John R. W. Dunbar to James Madison, 29 December 1834

Winchester. Decr. 29. 1834

Dear Sir

In the interview at your house and during the very interesting remarks with which you favoured me on that occasion, the conversation turned on the subject of Galvanism—I mentioned some experiments performed in this place and offered to send them for your perusal—Mrs Madison kindly offering to read them to you—A favorable opportunity presenting itself by a gentleman going to Orange C H. I send the narrative of the experiments for your perusal with the hope that you will find them interesting—The subject of Galvanism, Electricity & Magnetism are probably yet in their infancy and the world will be indebted to some future Franklin or Davy for discoveries far surpassing those already made by these truly great men—In connection with those experiments, I send a small Essay on the Nervous System which will explain the situation of those parts alluded to in the course of the Experiments. But do not beleive that I mean to tax your politeness by expecting you to read the whole of the Essay—You will of course consult your own convenience and feelings in relation to the subject but from your remarks I arrived at the conclusion that you were interested in researches in reference to Medicine and the Structure of the human system—I also send you a copy of a memorial on a subject concerning which I have learned that you are deeply interested the Geological Survey of the State—It has been sent on to our Delegates & presented to the Legislature.

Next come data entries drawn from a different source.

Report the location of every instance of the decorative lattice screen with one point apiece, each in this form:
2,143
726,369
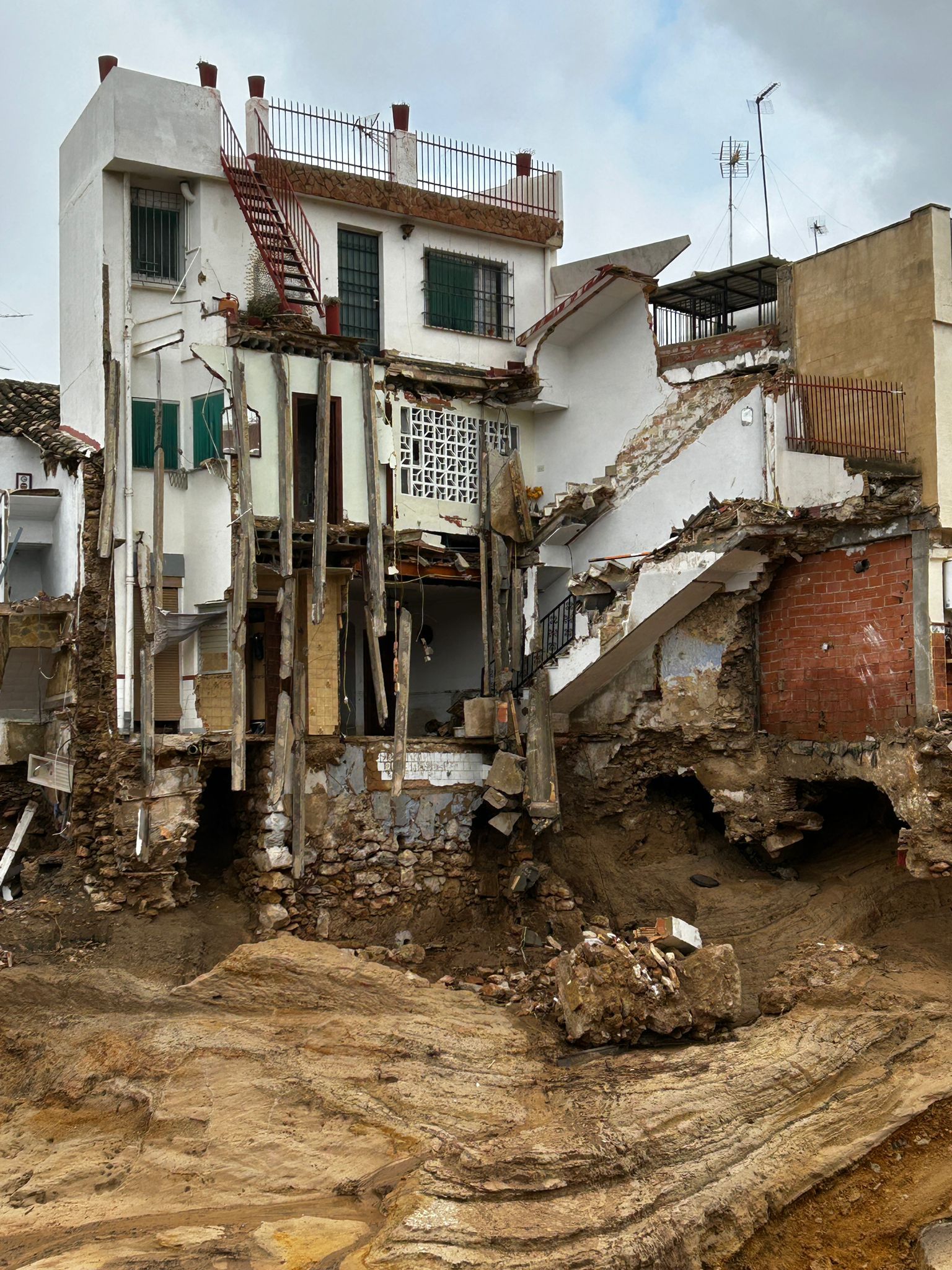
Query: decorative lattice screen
439,453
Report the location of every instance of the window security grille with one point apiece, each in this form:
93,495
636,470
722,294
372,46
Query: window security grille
439,453
157,238
467,294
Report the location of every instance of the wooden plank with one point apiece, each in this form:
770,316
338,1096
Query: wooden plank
146,596
288,621
15,842
299,769
402,714
322,468
542,778
143,831
375,530
243,454
157,505
286,469
239,677
111,451
380,689
146,711
282,761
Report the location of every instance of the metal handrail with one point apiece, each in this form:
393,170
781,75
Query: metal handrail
289,206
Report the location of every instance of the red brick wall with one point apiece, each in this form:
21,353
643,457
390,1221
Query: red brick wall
837,646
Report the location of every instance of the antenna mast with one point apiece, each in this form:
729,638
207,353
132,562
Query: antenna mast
816,226
735,163
763,107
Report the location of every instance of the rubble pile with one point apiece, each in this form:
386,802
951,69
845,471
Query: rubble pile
612,990
813,967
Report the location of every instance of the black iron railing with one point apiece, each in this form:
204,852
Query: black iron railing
845,418
557,631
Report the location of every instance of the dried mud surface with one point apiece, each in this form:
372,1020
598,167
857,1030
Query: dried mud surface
296,1106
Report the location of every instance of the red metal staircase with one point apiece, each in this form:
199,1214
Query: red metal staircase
276,218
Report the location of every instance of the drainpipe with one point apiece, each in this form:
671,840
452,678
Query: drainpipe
130,549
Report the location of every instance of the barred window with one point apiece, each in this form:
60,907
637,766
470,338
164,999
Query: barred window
157,239
439,453
465,293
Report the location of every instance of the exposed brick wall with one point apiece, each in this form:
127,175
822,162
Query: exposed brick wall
718,347
390,196
837,646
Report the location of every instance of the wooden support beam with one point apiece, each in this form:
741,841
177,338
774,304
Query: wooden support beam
243,454
286,468
375,531
380,689
288,623
299,775
15,842
239,638
402,687
283,758
542,778
322,469
146,713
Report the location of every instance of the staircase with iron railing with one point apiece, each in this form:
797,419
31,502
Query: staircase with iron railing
557,633
276,218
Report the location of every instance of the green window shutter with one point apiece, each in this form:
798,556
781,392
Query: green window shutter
144,433
451,285
206,427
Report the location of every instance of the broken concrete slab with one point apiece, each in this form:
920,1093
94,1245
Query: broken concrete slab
506,822
507,774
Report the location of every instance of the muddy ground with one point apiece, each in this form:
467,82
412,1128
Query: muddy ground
295,1106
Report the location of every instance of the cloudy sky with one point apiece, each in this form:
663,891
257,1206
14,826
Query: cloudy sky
630,99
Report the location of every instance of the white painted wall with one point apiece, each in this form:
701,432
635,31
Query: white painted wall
55,568
610,381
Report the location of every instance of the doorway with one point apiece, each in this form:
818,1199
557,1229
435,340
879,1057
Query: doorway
305,420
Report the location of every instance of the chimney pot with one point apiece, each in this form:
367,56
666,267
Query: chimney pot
207,75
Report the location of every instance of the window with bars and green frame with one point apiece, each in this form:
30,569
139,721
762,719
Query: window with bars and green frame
358,285
207,414
144,433
467,294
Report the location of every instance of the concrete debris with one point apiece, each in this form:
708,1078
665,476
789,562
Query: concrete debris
507,774
506,822
524,877
614,991
815,966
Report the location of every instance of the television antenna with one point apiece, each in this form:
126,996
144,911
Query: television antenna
735,166
816,226
762,104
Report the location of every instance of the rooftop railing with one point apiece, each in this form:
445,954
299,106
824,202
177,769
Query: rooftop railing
363,146
847,418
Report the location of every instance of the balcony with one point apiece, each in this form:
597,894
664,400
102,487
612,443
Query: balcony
719,315
845,418
358,159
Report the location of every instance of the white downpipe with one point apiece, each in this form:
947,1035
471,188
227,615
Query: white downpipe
130,548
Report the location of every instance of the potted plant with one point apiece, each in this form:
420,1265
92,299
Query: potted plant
332,315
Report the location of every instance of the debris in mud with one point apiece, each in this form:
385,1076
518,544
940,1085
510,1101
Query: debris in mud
813,967
612,991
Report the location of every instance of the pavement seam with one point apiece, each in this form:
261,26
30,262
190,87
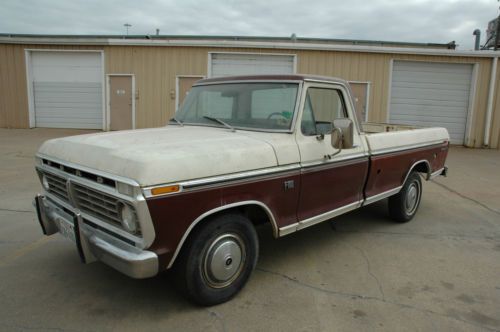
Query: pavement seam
372,298
362,252
467,197
14,210
424,235
23,251
218,318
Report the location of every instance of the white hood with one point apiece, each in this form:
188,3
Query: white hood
164,155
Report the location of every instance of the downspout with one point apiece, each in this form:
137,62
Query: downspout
477,40
489,107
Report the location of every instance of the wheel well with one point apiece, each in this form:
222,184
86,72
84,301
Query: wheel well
421,167
256,213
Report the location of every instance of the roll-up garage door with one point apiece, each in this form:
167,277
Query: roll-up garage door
431,95
229,64
67,89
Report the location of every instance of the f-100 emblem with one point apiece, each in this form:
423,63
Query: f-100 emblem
290,184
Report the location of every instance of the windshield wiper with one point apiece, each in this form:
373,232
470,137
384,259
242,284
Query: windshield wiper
177,121
219,121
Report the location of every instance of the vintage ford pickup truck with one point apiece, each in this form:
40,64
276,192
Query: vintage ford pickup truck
241,151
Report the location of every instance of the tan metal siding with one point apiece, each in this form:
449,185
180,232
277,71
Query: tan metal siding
375,68
156,68
495,119
13,94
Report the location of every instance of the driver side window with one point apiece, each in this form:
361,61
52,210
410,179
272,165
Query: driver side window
322,106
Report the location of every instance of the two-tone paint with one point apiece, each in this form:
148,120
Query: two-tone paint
287,179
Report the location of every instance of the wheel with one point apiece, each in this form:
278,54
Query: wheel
218,259
404,205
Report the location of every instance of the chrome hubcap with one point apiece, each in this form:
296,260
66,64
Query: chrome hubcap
412,197
224,260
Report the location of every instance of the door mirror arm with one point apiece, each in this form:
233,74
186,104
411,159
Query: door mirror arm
336,141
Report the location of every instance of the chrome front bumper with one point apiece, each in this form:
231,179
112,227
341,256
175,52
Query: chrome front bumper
93,244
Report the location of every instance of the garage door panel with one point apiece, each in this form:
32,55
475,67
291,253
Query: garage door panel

I trust that body will take measures to have such a survey made forthwith—I will not my dear Sir continue to trespass longer. I fear that I have already been intrusive in occupying this much of your time and attention but when I found from the visit at your house that you appeared interested in these subjects and your mind open to every kind of subject I felt emboldened to send the accompanying Documents—With my best respects to Mrs Madison and to Miss Paine—I am Sir with the greatest respect, Yr obt. servant.